The answer, in Julia language:

    using Images

    function findMat(mat,value)
        return(collect(zip(ind2sub(size(mat),find( x -> x == value, mat))...)));
    end

    mat = [1 1 0 0 0 ; 1 1 0 0 0 ; 0 0 0 0 1 ; 0 0 0 1 1]

    labels = label_components(mat);

    for c in 1:maximum(labels)
        comp = findMat(labels,c);
        println("Component $c is composed by the following elements (row,col)");       
        println("$comp\n"); 
    end

The answer is pretty simple (though i can't provide python code):

1. collect all 1s into a list
2. select an arbitrary element of the list generated in step1 and use an arbitrary graph-traversal algorithm to traverse all neighbored 1s and remove visited 1s from the list generated in step 1
3. repeat step2 until the list generated in step 1 is empty

In pseudocode (using BFS):

//generate a list with the position of all 1s in the matrix
list pos
for int x in [0 , matrix_width[
    for int y in [0 , matrix_height[
        if matrix[x][y] == 1
            add(pos , {x , y})

while NOT isempty(pos)
    //traverse the graph using BFS
    list visited
    list next

    add(next , remove(pos , 0))

    while NOT isempty(next)
        pair p = remove(next , 0)
        add(visited , p)
        remove(pos , p)

        //p is part of the specific graph that is processed in this BFS
        //each repetition of the outer while-loop process a different graph that is part 
        //of the matrix

        addall(next , distinct(visited , neighbour1s(p)))

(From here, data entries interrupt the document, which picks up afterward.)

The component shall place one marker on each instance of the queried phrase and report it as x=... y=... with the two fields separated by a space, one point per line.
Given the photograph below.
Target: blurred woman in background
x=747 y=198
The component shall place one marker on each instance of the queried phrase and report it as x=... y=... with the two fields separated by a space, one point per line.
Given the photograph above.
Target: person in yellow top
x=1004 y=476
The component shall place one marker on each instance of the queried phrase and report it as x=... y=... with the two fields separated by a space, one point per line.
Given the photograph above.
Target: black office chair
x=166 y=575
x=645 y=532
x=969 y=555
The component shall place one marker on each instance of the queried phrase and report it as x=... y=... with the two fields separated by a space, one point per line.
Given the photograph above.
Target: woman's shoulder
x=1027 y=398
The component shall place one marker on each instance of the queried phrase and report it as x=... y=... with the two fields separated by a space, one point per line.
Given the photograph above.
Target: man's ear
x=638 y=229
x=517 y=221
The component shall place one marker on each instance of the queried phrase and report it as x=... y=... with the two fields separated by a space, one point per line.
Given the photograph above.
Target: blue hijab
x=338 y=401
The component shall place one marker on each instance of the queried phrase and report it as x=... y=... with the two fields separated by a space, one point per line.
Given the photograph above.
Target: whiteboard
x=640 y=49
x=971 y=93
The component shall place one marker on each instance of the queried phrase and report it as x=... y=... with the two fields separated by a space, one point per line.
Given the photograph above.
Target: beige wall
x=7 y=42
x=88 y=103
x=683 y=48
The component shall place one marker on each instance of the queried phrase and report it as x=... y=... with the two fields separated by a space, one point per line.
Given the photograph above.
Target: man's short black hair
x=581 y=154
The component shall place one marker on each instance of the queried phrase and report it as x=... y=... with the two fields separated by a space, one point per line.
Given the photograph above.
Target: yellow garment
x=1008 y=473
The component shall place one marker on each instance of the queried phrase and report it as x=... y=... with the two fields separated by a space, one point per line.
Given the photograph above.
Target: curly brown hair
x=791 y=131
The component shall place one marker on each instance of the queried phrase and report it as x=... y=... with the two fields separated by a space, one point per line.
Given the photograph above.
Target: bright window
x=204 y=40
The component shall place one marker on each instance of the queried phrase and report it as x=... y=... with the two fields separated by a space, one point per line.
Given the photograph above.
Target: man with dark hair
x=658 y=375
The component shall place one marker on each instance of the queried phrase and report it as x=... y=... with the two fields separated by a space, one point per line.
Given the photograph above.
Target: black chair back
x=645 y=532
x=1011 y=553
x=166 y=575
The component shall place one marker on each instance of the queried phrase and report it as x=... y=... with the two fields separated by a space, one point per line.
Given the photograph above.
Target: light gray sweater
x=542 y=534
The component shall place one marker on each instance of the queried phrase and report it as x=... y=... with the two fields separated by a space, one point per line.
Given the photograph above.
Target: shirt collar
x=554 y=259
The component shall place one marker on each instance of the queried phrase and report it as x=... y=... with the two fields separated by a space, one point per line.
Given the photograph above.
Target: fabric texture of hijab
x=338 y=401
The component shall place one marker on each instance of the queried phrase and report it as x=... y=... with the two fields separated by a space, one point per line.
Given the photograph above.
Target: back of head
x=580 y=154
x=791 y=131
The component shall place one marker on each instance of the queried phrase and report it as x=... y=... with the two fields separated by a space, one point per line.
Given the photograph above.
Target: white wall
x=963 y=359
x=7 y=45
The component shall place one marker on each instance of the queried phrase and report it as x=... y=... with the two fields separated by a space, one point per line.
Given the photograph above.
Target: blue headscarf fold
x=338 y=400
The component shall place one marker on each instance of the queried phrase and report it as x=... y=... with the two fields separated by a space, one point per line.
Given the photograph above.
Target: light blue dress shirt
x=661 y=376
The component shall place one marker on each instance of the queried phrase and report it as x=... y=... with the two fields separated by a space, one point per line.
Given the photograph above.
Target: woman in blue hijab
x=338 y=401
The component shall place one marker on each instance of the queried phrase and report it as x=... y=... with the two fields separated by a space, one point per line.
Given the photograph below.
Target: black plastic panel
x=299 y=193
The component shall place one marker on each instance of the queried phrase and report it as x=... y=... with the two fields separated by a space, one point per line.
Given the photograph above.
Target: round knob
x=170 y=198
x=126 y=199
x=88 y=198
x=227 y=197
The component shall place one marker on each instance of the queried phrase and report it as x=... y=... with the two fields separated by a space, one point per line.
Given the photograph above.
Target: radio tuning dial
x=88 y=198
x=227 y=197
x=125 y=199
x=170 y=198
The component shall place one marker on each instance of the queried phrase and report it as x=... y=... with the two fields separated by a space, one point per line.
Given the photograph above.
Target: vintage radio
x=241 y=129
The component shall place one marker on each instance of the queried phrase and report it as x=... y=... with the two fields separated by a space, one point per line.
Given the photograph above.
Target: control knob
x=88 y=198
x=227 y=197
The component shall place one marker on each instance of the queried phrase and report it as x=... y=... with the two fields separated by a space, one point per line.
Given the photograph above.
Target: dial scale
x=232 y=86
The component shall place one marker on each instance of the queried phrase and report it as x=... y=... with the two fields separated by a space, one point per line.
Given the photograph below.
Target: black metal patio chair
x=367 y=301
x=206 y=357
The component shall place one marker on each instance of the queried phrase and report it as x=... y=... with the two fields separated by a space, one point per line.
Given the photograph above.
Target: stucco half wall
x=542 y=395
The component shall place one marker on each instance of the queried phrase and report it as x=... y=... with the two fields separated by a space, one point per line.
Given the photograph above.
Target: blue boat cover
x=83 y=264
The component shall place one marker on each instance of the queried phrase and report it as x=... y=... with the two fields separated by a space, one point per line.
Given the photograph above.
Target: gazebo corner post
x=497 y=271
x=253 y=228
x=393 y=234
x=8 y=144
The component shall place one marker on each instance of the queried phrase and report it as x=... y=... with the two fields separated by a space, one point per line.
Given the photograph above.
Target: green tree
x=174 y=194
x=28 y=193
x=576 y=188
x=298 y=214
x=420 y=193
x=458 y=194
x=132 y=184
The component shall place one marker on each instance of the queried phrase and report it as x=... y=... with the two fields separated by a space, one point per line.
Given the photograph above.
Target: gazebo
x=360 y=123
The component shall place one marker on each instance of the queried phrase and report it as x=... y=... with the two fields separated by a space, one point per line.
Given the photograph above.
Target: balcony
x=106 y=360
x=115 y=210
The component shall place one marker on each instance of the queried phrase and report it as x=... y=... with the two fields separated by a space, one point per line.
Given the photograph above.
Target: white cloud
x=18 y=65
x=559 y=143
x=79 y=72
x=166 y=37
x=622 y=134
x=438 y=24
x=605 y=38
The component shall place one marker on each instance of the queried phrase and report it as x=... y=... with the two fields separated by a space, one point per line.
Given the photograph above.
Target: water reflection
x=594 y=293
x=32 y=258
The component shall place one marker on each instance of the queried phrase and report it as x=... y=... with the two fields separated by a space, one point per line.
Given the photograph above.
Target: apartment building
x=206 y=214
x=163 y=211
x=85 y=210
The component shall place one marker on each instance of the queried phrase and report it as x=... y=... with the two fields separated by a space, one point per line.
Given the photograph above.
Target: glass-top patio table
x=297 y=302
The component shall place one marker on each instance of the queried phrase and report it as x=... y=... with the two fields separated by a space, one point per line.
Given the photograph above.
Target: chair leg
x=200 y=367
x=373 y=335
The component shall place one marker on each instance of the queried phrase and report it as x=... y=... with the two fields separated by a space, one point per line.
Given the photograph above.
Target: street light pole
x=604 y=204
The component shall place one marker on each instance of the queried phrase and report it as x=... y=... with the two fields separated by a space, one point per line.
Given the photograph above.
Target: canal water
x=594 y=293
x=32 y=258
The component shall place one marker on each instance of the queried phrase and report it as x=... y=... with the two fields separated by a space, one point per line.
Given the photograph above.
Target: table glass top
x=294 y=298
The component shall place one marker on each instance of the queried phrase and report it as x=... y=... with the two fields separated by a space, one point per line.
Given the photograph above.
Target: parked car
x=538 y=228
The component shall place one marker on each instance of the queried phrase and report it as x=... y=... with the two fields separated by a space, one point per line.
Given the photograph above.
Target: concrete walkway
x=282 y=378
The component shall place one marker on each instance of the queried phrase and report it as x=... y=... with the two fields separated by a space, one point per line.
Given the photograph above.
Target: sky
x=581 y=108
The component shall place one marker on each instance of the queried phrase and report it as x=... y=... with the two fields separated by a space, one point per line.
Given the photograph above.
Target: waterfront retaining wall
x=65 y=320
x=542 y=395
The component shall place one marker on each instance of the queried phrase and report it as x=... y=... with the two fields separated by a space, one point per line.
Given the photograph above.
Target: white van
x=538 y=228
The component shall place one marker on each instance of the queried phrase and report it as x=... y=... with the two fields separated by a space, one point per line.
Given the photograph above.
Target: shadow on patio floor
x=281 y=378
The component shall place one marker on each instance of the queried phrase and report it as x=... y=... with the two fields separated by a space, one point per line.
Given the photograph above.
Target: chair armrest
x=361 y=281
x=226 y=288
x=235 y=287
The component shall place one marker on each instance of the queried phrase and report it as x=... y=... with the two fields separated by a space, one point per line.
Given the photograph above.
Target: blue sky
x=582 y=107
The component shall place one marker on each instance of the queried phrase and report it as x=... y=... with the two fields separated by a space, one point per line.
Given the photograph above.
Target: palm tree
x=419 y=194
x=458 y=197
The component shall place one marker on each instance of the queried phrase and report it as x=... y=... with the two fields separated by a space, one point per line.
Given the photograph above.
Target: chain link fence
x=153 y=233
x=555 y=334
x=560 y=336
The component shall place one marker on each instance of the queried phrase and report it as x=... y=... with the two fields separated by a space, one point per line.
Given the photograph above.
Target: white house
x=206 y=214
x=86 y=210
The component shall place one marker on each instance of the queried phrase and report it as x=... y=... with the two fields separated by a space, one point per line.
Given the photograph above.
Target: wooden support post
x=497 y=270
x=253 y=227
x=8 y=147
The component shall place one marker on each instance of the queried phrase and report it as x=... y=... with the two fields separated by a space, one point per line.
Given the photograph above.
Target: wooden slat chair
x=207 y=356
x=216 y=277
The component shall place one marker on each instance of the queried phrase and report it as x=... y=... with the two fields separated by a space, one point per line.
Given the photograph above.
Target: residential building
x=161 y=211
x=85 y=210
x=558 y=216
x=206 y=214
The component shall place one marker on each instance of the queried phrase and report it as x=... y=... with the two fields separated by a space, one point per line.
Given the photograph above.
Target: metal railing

Using Image.jl's label_components is indeed the easiest way to solve the core problem. However, your loop over 1:maximum(labels) may not be efficient: it's O(N*n), where N is the number of elements in labels and n the maximum, because you visit each element of labels n times.

You'd be much better off just visiting each element of labels just twice: once to determine the maximum, and once to assign each non-zero element to its proper group:

using Images

function collect_groups(labels)
    groups = [Int[] for i = 1:maximum(labels)]
    for (i,l) in enumerate(labels)
        if l != 0
            push!(groups[l], i)
        end
    end
    groups
end

mat = [1 1 0 0 0 ; 1 1 0 0 0 ; 0 0 0 0 1 ; 0 0 0 1 1]

labels = label_components(mat)
groups = collect_groups(labels)

Output on your test matrix:

2-element Array{Array{Int64,1},1}:
 [1,2,5,6] 
 [16,19,20]

Calling library functions like find can occasionally be useful, but it's also a habit from slower languages that's worth leaving behind. In julia, you can write your own loops and they will be fast; better yet, often the resulting algorithm is much easier to understand. collect(zip(ind2sub(size(mat),find( x -> x == value, mat))...)) does not exactly roll off the tongue.